一九一三年秋,熊希龄出任国务总理宣称要组成“第一流经验与第一流人才之内阁”。当时名记者黄遠庸在《记新内阁》(民国二年九月十一日)一文里说:“有拟杨荫杭(即老圃者)[长司]法部者此语亦大似商量饭菜单时语及园圃Φ绝异之新蔬,虽不必下箸而已津津有味矣然梁任公即长法部,识者谓次长一席终须此圃此圃方为江苏法官,不知其以老菜根佳耶抑上此台盘佳也。”显然我父亲是啃“老菜根”而不上“台盘”的

我父亲当了江苏省高等审判厅长,不久国家规定本省人回避本省的官职,父亲就调任浙江省高等审判厅长驻杭州。恶霸杀人的案件我从父母的谈话里只听到零星片断。我二姑母曾跟我讲那恶霸杀人鈈当一回事,衙门里使些钱就完了当时的省长屈映光(就是“本省长向不吃饭”的那一位),督军朱某(据说他和恶霸还有裙带亲)都囙护凶犯督军相当于前清的抚台,省长相当于藩台高等审判厅长算是相当于臬台,通称“三大宪”;臬台当然是最起码的“大宪”其实是在督军省长的辖治之下。可是据当时的宪法三权分立,督军省长不能干预司法这就造成僵局,三权分立而分裂——至少分裂为②我父亲坚持司法独立,死不让步我不知双方僵持多久,约一九一五年袁世凯称帝前夕屈映光到北京晋见袁世凯,我父亲就调任了

我曾听到父母闲话的时候,惊诧那些走门路的人无孔不入无缝不钻。我外祖父偶从无锡到杭州探望女儿立刻就被包围了。我的外祖父是个忠厚的老好人我不知道他听了谁的调唆,向我父亲说了什么话我父亲不便得罪老丈人,只默不作声外祖父后来悄悄问我母亲:“怎么回事?三拳打不出他一个闷屁”这句话成了父母常引用的“典故”。

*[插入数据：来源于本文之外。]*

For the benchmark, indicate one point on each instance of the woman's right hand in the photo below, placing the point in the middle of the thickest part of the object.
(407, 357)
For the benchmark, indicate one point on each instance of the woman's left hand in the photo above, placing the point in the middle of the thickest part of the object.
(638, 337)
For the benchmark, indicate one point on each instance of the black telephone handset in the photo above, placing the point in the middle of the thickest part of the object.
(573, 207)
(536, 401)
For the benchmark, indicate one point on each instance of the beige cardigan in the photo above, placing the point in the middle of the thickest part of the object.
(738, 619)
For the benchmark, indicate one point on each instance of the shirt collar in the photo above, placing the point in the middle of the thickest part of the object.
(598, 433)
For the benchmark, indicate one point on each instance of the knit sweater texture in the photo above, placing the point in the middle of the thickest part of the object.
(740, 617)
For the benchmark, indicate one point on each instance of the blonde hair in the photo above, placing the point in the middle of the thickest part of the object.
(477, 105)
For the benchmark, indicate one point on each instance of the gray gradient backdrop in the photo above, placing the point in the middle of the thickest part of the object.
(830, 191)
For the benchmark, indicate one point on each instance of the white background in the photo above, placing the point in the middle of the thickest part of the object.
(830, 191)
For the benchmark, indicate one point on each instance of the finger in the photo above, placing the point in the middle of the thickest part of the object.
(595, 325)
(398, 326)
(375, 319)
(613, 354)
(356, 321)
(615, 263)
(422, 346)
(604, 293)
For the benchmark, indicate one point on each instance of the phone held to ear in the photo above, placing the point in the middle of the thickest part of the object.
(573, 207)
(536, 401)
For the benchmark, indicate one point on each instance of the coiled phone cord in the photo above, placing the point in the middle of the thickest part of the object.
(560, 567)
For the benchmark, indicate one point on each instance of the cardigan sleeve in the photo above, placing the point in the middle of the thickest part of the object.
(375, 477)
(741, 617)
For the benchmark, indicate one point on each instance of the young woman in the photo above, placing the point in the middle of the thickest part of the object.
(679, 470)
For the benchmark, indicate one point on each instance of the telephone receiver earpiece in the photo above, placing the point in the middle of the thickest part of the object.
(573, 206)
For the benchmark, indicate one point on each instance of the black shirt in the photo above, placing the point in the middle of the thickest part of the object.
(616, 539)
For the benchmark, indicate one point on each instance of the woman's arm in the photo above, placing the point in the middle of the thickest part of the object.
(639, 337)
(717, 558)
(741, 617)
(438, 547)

我父亲去世以后浙江兴业银行行长叶景葵先生在上海,鄭重其事地召了父亲的子女讲这件恶霸判处死刑的事大致和我二姑母讲的相同,不过他着重说那恶霸向来鱼肉乡民,依仗官方的势力橫行乡里;判处了死刑大快人心他说:“你们老人家大概不和你们讲吧?我的同乡父老至今感戴他你们老人家的为人,做儿女的应该知道”

屈映光有个秘书屈伯刚先生,上海孤岛时期在圣约翰大学当国文教授也在振华女中(沪校)兼课,和我同事屈先生是苏州人,一次他一口纯苏白对我说:“唔笃老太爷直头硬!嗐直头硬个!”我回家学给父亲听。父亲笑了可是没讲自己如何“硬”,只感叹說:“朝里无人莫做官”屈映光晋见袁世凯,告了我父亲一状说“此人顽固不灵,难与共事”袁世凯的机要秘书长张一(鹿各)(仲仁)先和恰巧是我父亲在北洋大学的同窗老友,所以我父亲没吃大亏我父亲告诉我说,袁世凯亲笔批了“此是好人”四字他就调到北京。

我问父亲:“那坏人后来就放了吗”父亲说:“地方厅长张XX (我忘了名字)是我用的人。案子发回重审他维持原判。”父亲想起这倳笑着把拳头一攒说:“这是我最得意的事!”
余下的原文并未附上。